【Python】一键提取pdf文件表格数据，真香，还有可视化界面

mrliu133 发表于 2021-11-21 21:08

废话不多说，直接上代码
#!/usr/bin/env python
# -*- encoding: utf-8 -*-
'''
@file : pdftablekiller.py
@Time : 2021/11/21
@AuThor: Ljujl
@version : 1.0
@Contact : mr_liu133299@foxmail.com
'''

# here put the import lib
from tkinter import Label, constants, filedialog, Button, Frame, BROWSE, BOTH, Text, INSERT, EXTENDED
from tkinter import Entry, StringVar, messagebox, Tk, mainloop
from tkinter.ttk import Treeview
import camelot
"""
conda 安装 camelot
"""

class MainWindow():
def __init__(self) -> None:
   self.root = Tk()
   self.root.title("Pdf Table Killer")
   self.root.iconbitmap(r"pdf表格提取\test1.ico")
   x = (self.root.winfo_screenwidth() - self.root.winfo_reqwidth()) // 4
   y = (self.root.winfo_screenheight() - self.root.winfo_reqheight()) // 4

   frame = Frame(self.root)
   frame.pack(padx=2, pady=2, ipadx=1)

   bg = "#DCDCDC"
   btn_open = Button(frame, text="open", width=5, height=1, command=self.open_pdf,).grid(
         row=0, column=0, padx=5, pady=5, rowspan=2, columnspan=2, sticky='NS')#

   label_page = Label(frame, text="page number:", width=20, height=1, bg=bg).grid(
         row=0, column=2, padx=5, pady=5, sticky='W')
   self.pages = StringVar()
   page_input = Entry(frame, bd=1, textvariable=self.pages).grid(
         row=0, column=3, padx=5, pady=5, sticky='W')

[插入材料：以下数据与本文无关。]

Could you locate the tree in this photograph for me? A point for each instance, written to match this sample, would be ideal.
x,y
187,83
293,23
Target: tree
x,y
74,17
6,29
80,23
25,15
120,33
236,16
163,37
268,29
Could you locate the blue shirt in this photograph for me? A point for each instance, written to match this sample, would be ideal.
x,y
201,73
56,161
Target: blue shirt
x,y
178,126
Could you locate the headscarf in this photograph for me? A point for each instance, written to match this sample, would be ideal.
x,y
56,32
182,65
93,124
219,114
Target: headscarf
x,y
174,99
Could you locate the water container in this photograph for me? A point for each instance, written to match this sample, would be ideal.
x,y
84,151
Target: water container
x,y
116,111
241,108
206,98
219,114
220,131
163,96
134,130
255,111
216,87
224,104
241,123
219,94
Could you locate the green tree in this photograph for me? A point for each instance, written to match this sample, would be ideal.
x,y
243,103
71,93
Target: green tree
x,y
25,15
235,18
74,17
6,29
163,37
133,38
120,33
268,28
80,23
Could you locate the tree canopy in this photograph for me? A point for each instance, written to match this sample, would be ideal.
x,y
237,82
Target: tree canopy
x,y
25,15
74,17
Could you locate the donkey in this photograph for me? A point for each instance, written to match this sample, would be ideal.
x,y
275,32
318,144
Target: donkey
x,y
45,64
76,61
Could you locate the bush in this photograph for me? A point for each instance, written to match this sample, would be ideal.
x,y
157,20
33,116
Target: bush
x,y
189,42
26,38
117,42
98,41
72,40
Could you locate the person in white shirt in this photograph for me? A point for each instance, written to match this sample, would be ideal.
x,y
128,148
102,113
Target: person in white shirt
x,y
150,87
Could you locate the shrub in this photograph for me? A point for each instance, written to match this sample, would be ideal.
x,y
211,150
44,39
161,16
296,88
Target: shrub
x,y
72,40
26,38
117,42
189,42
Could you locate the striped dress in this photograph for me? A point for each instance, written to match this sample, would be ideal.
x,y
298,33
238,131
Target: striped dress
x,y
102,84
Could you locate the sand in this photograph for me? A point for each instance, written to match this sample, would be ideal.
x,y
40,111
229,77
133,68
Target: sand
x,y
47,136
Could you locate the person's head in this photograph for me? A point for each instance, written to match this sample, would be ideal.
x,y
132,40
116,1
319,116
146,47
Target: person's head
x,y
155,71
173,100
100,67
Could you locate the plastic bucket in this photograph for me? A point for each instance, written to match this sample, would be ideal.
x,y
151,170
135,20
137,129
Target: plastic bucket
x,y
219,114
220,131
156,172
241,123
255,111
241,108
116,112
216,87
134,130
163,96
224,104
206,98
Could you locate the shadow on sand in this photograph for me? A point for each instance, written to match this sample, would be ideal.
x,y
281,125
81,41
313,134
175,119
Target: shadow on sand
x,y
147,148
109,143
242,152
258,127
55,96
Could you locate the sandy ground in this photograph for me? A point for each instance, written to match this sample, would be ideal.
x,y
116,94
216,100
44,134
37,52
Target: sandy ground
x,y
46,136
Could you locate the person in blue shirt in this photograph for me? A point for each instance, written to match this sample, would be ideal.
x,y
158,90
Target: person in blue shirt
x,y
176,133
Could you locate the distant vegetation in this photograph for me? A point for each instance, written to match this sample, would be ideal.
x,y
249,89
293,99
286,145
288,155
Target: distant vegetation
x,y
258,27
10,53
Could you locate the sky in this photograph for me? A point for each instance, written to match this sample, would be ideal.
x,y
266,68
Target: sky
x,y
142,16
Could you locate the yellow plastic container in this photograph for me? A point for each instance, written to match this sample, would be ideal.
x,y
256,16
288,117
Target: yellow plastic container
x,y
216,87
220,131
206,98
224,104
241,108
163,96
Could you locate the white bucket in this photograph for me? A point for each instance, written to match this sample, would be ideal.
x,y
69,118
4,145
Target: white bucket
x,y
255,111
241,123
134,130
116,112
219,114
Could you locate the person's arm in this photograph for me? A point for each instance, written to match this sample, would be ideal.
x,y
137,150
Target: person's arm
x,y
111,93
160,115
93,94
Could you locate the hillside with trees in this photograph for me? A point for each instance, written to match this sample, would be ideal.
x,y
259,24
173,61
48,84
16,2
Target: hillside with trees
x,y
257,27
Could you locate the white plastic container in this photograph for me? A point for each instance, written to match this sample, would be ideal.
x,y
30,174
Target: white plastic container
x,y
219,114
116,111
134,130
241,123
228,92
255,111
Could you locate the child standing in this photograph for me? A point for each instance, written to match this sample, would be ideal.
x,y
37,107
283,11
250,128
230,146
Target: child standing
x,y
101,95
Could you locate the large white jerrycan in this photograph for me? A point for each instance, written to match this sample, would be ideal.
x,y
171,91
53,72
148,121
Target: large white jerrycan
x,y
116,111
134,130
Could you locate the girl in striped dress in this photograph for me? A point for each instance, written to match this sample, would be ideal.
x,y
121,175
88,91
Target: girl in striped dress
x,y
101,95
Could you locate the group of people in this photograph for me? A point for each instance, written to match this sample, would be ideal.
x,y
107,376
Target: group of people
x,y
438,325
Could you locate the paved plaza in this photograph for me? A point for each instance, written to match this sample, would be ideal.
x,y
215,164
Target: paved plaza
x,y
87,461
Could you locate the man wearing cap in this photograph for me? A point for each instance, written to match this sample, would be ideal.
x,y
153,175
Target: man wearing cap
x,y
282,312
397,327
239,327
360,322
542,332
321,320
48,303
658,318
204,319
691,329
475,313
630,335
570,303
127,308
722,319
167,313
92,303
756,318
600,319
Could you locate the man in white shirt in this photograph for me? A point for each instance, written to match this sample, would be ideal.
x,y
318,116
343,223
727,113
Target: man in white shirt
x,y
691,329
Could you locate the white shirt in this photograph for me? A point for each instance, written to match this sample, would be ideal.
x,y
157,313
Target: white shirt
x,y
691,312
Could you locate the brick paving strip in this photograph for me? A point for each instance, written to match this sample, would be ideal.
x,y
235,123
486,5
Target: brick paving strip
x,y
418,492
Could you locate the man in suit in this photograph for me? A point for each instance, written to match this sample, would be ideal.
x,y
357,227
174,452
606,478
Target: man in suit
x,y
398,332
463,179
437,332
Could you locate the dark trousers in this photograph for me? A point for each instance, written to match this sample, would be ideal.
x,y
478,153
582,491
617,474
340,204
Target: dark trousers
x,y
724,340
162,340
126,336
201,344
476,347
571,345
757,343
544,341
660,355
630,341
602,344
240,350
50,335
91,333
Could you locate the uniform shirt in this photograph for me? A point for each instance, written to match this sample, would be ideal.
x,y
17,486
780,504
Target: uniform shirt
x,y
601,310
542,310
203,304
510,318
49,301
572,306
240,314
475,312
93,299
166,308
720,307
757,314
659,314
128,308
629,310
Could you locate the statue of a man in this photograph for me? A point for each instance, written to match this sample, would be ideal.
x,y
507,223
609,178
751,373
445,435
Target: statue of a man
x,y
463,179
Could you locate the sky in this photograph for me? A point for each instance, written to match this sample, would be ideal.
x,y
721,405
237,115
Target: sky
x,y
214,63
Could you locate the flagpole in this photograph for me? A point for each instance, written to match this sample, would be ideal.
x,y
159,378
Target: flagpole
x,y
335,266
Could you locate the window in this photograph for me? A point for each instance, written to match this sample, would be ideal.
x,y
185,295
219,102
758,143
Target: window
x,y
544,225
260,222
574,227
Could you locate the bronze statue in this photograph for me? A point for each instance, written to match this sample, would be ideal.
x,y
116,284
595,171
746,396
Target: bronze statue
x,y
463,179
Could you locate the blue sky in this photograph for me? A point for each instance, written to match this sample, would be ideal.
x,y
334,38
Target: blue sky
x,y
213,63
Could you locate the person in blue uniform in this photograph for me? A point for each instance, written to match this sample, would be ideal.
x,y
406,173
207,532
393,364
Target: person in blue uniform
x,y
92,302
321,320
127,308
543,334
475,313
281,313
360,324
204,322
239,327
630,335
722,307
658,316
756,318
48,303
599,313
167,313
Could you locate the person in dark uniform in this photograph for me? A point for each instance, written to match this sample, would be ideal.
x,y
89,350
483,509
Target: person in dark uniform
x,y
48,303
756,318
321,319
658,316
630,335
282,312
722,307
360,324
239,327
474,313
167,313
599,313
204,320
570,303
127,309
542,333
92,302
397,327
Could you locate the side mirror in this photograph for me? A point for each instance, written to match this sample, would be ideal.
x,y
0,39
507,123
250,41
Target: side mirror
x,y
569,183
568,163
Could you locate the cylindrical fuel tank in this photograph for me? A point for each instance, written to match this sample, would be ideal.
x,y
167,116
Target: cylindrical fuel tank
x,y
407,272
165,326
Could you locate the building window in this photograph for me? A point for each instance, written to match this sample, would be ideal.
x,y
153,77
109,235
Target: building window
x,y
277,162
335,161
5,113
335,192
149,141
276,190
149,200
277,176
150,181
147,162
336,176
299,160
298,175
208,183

   label_row_tl = Label(frame, text="row_tol(optional int):", width=20, height=1, bg=bg).grid(
         row=1, column=2, padx=5, pady=5, sticky='W')
   self.row_tol_value = StringVar()
   row_tol = Entry(frame, bd=1, textvariable=self.row_tol_value).grid(
         row=1, column=3, padx=5, pady=5, sticky='W')

   btn_process = Button(frame, text="process", width=10, height=1, command=self.process).grid(
         row=0, column=6, padx=5, pady=5, sticky='W')
   btn_save = Button(frame, text="save", width=10, height=1, command=self.sava_data).grid(
         row=1, column=6, padx=5, pady=5, sticky='W')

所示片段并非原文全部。